- Cartórios no Brasil passaram a permitir o reconhecimento de paternidade pela internet, com a plataforma paternidade.registrocivil.org.br.
- O objetivo é reduzir o número de registros de nascimento sem o nome do pai, que somam mais de um milhão desde 2020.
- O serviço online tem o mesmo custo do presencial, e a gratuidade pode ser solicitada por quem não pode pagar.
- O pai é notificado para confirmar; se não houver contestação, o registro é atualizado; caso haja contestação, a questão é resolvida na Justiça.
- A Defensoria Pública oferece exame de DNA gratuito e acompanhamento do processo, para quem tiver dúvidas sobre paternidade.
Cartórios brasileiros passam a permitir o reconhecimento de paternidade pela internet, uma medida para reduzir registros de nascimento sem o nome do pai.
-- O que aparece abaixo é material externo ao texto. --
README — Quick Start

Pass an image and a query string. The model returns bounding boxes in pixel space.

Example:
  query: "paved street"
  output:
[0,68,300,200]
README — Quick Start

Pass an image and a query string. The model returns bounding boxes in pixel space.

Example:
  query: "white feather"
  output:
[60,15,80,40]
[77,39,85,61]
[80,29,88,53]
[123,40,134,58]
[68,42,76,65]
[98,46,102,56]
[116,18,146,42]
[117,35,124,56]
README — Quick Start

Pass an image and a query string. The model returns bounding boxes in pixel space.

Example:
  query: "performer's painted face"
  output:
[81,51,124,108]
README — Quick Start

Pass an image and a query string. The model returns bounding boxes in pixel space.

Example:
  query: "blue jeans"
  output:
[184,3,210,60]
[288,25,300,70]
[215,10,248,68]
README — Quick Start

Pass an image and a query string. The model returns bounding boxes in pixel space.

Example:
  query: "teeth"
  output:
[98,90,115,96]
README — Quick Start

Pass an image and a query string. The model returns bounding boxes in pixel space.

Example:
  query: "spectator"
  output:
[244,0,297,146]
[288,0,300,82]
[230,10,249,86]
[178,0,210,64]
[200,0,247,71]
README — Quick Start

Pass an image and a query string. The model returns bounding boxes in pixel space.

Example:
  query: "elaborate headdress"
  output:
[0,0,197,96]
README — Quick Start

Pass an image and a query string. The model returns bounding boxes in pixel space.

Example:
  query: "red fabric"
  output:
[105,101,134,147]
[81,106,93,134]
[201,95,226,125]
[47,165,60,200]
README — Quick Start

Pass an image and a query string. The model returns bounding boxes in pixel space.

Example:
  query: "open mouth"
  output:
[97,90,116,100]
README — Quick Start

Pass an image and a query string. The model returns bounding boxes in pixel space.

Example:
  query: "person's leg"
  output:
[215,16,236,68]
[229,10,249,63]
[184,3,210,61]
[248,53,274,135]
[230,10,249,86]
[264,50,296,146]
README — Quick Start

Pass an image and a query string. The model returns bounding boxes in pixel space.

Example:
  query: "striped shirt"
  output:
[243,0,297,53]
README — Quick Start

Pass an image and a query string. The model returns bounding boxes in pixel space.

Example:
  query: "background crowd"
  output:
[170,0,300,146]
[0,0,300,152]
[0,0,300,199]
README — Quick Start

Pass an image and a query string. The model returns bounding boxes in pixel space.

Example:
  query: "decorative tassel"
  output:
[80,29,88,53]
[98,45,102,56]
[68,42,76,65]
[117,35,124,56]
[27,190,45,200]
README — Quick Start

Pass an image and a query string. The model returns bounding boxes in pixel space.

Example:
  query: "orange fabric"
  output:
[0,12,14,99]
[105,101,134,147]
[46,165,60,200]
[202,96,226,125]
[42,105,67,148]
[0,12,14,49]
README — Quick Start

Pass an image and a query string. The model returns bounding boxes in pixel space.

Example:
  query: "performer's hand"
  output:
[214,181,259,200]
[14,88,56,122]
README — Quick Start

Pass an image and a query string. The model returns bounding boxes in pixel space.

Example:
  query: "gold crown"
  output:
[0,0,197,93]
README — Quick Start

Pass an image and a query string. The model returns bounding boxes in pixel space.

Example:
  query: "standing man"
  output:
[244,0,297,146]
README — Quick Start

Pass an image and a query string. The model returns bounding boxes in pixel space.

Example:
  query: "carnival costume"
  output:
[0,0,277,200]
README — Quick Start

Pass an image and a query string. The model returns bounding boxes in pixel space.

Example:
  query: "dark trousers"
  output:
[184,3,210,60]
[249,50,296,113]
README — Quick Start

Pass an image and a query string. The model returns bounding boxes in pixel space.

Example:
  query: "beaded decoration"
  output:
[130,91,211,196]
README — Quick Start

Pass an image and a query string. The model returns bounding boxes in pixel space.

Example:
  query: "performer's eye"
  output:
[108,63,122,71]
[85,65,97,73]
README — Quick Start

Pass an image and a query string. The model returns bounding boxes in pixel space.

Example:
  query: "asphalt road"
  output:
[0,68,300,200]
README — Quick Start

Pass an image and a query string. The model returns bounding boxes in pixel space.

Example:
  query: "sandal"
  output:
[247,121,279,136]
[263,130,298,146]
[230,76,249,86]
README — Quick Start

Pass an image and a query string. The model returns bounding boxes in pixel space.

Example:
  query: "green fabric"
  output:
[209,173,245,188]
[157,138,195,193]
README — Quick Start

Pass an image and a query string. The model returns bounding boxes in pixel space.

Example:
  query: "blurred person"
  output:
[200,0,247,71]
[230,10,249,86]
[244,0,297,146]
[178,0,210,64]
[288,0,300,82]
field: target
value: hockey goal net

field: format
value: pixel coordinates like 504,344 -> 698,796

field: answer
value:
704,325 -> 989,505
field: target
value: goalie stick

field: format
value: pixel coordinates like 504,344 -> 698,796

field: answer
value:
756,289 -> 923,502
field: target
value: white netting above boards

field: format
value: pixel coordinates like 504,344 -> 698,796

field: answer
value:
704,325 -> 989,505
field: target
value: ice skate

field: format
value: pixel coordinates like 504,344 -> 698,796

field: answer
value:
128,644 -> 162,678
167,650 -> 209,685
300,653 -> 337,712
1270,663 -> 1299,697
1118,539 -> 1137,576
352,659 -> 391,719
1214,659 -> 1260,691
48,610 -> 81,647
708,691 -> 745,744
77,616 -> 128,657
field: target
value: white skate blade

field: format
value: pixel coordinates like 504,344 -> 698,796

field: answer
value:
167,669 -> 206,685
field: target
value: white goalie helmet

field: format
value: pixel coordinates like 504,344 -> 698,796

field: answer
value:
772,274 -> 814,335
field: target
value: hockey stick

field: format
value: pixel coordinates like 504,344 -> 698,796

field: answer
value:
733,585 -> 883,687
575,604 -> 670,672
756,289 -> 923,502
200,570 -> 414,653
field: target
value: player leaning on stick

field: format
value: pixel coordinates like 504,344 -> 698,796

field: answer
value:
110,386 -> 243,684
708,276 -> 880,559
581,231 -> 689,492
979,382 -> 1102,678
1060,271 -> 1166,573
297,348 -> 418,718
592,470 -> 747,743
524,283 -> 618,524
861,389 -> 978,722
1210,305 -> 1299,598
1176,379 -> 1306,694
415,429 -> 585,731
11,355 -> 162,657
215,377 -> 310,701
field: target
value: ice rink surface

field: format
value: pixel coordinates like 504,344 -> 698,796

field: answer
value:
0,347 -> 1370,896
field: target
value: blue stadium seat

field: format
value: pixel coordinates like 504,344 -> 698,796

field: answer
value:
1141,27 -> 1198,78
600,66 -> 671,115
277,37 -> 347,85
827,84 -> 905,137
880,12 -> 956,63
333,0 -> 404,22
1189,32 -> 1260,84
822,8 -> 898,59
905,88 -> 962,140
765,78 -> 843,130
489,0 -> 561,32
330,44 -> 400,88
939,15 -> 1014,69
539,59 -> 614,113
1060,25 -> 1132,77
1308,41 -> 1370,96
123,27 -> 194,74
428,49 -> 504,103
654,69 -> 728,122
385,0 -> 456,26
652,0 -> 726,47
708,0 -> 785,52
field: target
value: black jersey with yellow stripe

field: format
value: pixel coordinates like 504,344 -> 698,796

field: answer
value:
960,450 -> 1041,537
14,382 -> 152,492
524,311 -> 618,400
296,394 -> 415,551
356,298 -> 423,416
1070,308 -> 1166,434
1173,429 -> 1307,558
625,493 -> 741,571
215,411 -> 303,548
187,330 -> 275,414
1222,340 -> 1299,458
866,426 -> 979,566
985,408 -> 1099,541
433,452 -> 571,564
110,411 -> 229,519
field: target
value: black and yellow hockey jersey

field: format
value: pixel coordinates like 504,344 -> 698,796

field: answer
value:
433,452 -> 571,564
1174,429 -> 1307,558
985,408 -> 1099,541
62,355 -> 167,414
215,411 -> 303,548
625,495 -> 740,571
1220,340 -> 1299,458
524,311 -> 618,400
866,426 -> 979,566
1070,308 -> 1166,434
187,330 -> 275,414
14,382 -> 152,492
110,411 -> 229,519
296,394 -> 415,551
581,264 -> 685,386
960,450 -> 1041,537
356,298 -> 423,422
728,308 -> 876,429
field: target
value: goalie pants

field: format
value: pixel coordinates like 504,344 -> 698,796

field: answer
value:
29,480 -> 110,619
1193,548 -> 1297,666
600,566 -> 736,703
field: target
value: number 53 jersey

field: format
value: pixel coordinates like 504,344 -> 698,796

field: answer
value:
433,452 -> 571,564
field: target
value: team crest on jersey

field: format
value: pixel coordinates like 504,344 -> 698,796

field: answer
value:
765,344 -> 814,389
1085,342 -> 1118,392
A novidade amplia o acesso a direitos como pensão, herança e cidadania.
Desde 2020, mais de 1 milhão de crianças foram registradas sem o pai no Brasil, segundo dados oficiais. Em média, são cerca de 174 mil casos por ano, refletindo impactos na identidade e na garantia de direitos básicos.
O processo antes era feito apenas de forma manual, em livros dos cartórios. Com a digitalização, parte do serviço foi modernizada, e agora pode ser solicitado online, com a mesma validade do atendimento presencial.
Como funciona o serviço online
Na plataforma paternidade.registrocivil.org.br, o interessado completa dados pessoais e o pai é notificado para confirmar o registro. Se não houver contestação, a certidão é atualizada.
Caso haja disputa, a decisão fica a cargo da Justiça, com etapas que devem ser acompanhadas pelo solicitante. Em situações de dúvidas, a Defensoria Pública oferece apoio e exame de DNA gratuito.
Segundo a Defensora Pública Larissa Davidovich, a ausência de paternidade pode gerar impactos profundos além do aspecto material, incluindo questões emocionais e de sobrevivência.